Creo que lo que más me impactó de esta segunda lectura fue
el darme cuenta de que Hobsbawm ya había descrito muchos de los problemas que
nos están afectando en el presente. Desde el ascenso de la extrema derecha
hasta la crisis climática, pasando por el deterioro en nuestra calidad de vida
y el aumento de la desigualdad. Y no es que tuviera dones proféticos, es que
esos problemas ya estaban ahí, cuando escribió en 1994.
VIVIENDO DESPUÉS DEL DERRUMBE
En realidad, esos problemas se originan en la que él
distingue como la tercera etapa del siglo XX corto. Hobsbawm da este
título a los años transcurridos entre el inicio de la Primera Guerra Mundial en
1914 y la caída de la Unión Soviética en 1991, que a su vez en tres etapas: la
era de las catástrofes, la edad de oro y el derrumbamiento.
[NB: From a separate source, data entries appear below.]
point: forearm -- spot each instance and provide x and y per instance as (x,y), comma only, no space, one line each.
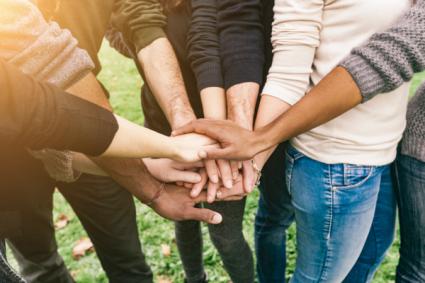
(134,141)
(163,75)
(241,101)
(131,174)
(214,103)
(333,96)
(270,109)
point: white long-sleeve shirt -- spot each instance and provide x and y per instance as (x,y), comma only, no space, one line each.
(310,37)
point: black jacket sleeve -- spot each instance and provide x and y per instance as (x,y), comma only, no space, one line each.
(241,41)
(38,116)
(203,44)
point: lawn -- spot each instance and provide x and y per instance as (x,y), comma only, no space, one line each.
(122,80)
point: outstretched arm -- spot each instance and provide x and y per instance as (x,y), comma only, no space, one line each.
(341,90)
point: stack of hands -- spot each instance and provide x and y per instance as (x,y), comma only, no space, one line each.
(217,179)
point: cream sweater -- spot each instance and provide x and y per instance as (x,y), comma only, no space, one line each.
(310,38)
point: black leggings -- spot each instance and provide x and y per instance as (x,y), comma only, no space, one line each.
(227,237)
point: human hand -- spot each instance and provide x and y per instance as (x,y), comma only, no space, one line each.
(175,203)
(188,146)
(170,171)
(242,185)
(236,142)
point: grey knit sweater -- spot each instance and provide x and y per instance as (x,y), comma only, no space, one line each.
(389,59)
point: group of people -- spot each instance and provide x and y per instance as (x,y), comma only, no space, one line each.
(306,99)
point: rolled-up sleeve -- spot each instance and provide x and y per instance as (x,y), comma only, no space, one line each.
(38,48)
(140,21)
(39,115)
(203,44)
(295,37)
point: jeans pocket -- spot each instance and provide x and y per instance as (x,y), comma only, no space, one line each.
(352,176)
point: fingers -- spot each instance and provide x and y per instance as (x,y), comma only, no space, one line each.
(225,173)
(226,153)
(188,185)
(248,176)
(212,191)
(212,170)
(237,190)
(204,215)
(234,165)
(188,165)
(184,176)
(198,187)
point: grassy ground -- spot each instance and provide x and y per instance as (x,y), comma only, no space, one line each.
(121,78)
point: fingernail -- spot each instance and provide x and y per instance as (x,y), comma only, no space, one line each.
(214,179)
(203,154)
(228,184)
(217,219)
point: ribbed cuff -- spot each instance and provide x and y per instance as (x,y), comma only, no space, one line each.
(144,37)
(366,77)
(243,71)
(209,75)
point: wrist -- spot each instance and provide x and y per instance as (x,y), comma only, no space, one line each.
(181,119)
(261,141)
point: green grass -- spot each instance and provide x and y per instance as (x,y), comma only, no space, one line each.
(122,80)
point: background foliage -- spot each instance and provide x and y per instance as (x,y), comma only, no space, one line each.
(123,81)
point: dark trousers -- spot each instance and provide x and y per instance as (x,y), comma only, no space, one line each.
(411,202)
(106,211)
(274,216)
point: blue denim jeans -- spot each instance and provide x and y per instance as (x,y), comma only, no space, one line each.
(339,209)
(411,200)
(335,208)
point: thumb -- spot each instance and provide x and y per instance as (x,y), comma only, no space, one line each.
(186,129)
(217,153)
(186,176)
(204,215)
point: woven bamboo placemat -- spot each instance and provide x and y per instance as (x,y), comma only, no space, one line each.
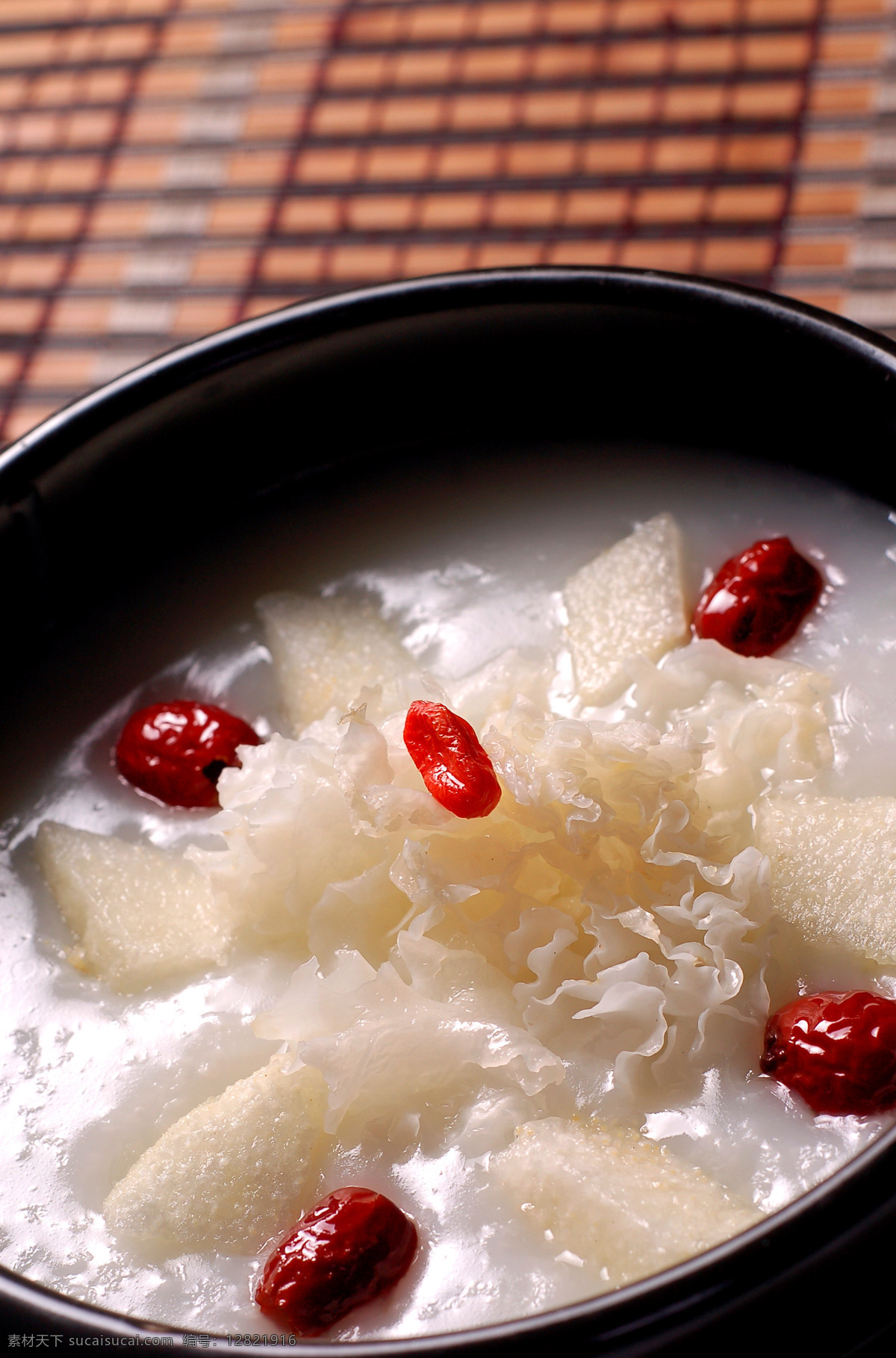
(172,166)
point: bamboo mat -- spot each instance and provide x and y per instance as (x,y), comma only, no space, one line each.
(172,166)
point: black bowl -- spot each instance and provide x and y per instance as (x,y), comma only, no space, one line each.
(162,462)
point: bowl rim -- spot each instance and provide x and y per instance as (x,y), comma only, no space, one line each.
(43,447)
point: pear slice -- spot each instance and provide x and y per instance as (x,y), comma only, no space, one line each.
(834,869)
(626,602)
(325,649)
(614,1201)
(142,916)
(232,1172)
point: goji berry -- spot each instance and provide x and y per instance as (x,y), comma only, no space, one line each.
(175,751)
(836,1050)
(758,599)
(455,768)
(351,1248)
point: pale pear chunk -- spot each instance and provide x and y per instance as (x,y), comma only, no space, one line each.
(232,1172)
(614,1201)
(140,914)
(834,869)
(325,649)
(629,601)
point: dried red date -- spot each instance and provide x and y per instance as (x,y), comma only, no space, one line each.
(836,1050)
(758,599)
(175,751)
(455,768)
(346,1251)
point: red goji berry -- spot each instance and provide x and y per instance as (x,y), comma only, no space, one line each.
(175,751)
(455,768)
(758,599)
(351,1248)
(836,1050)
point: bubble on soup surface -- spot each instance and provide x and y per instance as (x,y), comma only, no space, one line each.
(614,1200)
(232,1172)
(142,914)
(629,601)
(834,869)
(325,649)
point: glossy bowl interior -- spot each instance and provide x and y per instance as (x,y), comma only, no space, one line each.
(113,504)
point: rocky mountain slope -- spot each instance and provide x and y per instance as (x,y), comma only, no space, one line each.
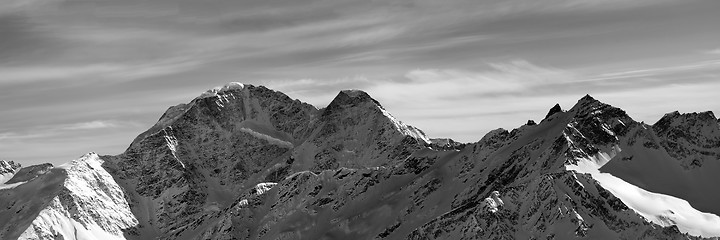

La era de las
catástrofes es la de las guerras mundiales, revoluciones, genocidios,
crisis económica y derrumbamiento de los imperios coloniales. La edad de oro
es la de un crecimiento económico sin precedentes en la historia humana, tanto
para el capitalismo liberal como para el socialismo, además de lo que Hobsbawm
considera las mayores transformaciones culturales y sociales de todos los tiempos.
La última etapa, el derrumbamiento, corresponde al declive tanto del
consenso liberal posterior a la Segunda Guerra Mundial, como del socialismo
real como había existido en la esfera soviética.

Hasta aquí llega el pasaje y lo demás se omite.